Giono, Joselet (incipit), in Solitude de la pitié :
"Joselet s'est assis en face du soleil.
L'autre est en train de descendre en plein feu. Il a allumé tous les nuages ; il fait saigner le ciel sur le bois. Il vendange tout ce maquis d'arbres, il le piétine, il en fait sortir un jus doré et tout chaud qui coule dans les chemins. Quand un oiseau passe dans le ciel il laisse un long trait noir tout enlacé comme les tortillons de la vigne. On entend sonner des cloches dans les clochers des villages, là-bas derrière les collines. On entend rentrer les troupeaux et ceux qui olivaient les dernières olivettes des hautes-terres s'appellent de verger en verger avec des voix qui font comme quand on tape sur des verres.

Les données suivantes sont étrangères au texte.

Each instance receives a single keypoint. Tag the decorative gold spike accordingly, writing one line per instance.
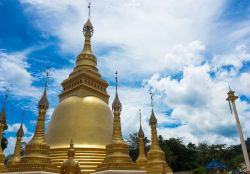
(36, 155)
(16, 156)
(141, 161)
(156, 162)
(2, 168)
(117, 153)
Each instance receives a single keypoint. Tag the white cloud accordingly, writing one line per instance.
(14, 74)
(14, 128)
(12, 143)
(143, 32)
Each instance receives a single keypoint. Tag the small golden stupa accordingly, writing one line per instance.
(36, 155)
(117, 153)
(141, 161)
(2, 167)
(16, 156)
(83, 113)
(2, 127)
(156, 162)
(70, 166)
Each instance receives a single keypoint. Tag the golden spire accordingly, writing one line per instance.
(86, 59)
(16, 155)
(117, 153)
(3, 113)
(117, 107)
(141, 161)
(2, 128)
(70, 166)
(36, 154)
(2, 168)
(156, 162)
(231, 99)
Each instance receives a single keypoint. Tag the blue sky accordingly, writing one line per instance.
(187, 52)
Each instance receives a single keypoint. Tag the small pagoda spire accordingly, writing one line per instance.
(116, 103)
(117, 153)
(86, 60)
(37, 148)
(2, 168)
(3, 112)
(153, 124)
(117, 107)
(19, 135)
(156, 162)
(88, 31)
(43, 106)
(231, 99)
(141, 161)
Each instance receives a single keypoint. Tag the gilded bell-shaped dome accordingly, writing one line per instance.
(88, 121)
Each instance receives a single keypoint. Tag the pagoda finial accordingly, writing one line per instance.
(20, 131)
(116, 81)
(3, 113)
(140, 133)
(116, 104)
(141, 161)
(89, 9)
(22, 117)
(140, 116)
(152, 100)
(43, 103)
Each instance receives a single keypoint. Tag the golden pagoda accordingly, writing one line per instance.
(36, 155)
(156, 162)
(16, 156)
(141, 161)
(83, 113)
(117, 153)
(2, 167)
(70, 166)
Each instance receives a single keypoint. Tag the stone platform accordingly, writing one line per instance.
(121, 172)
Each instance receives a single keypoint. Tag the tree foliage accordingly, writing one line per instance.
(186, 157)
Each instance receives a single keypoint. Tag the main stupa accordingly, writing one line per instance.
(83, 113)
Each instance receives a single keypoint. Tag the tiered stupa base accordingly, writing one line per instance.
(32, 172)
(121, 172)
(117, 158)
(88, 158)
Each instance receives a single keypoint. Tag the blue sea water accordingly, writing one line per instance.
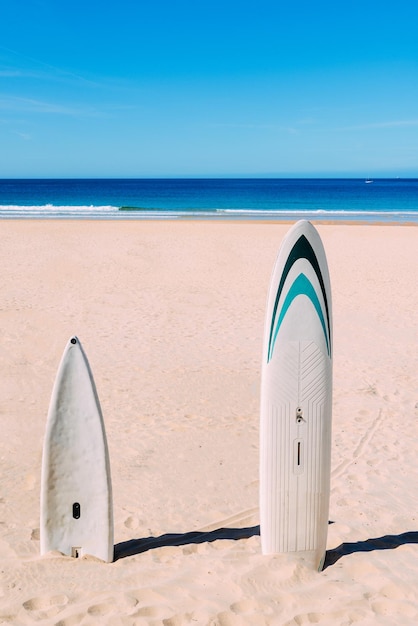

« Oh ! Joselet, je lui dis.
— Oh ! Monsieur, il me répond sans détourner la tête.
— Alors tu regardes le soleil ?
— Alors oui, vous voyez. »
Le soleil est maintenant en train de se battre avec un gros nuage tout en ventre.
Il le déchire à grands coups de couteau. Joselet a du soleil plein la barbe comme du jus de pêche. Ça lui barbouille tout l'alentour de la bouche. Il en a plein les yeux et plein les joues. On a envie de lui dire : « Essuie-toi. »
« Alors, tu le manges ce soleil ? Je lui dis encore.
— Eh ! Oui, je le mange », dit Joselet.
Vraiment il s'essuie la bouche du revers de la main et il avale sa salive comme s'il l'avait parfumée d'un gros fruit du ciel."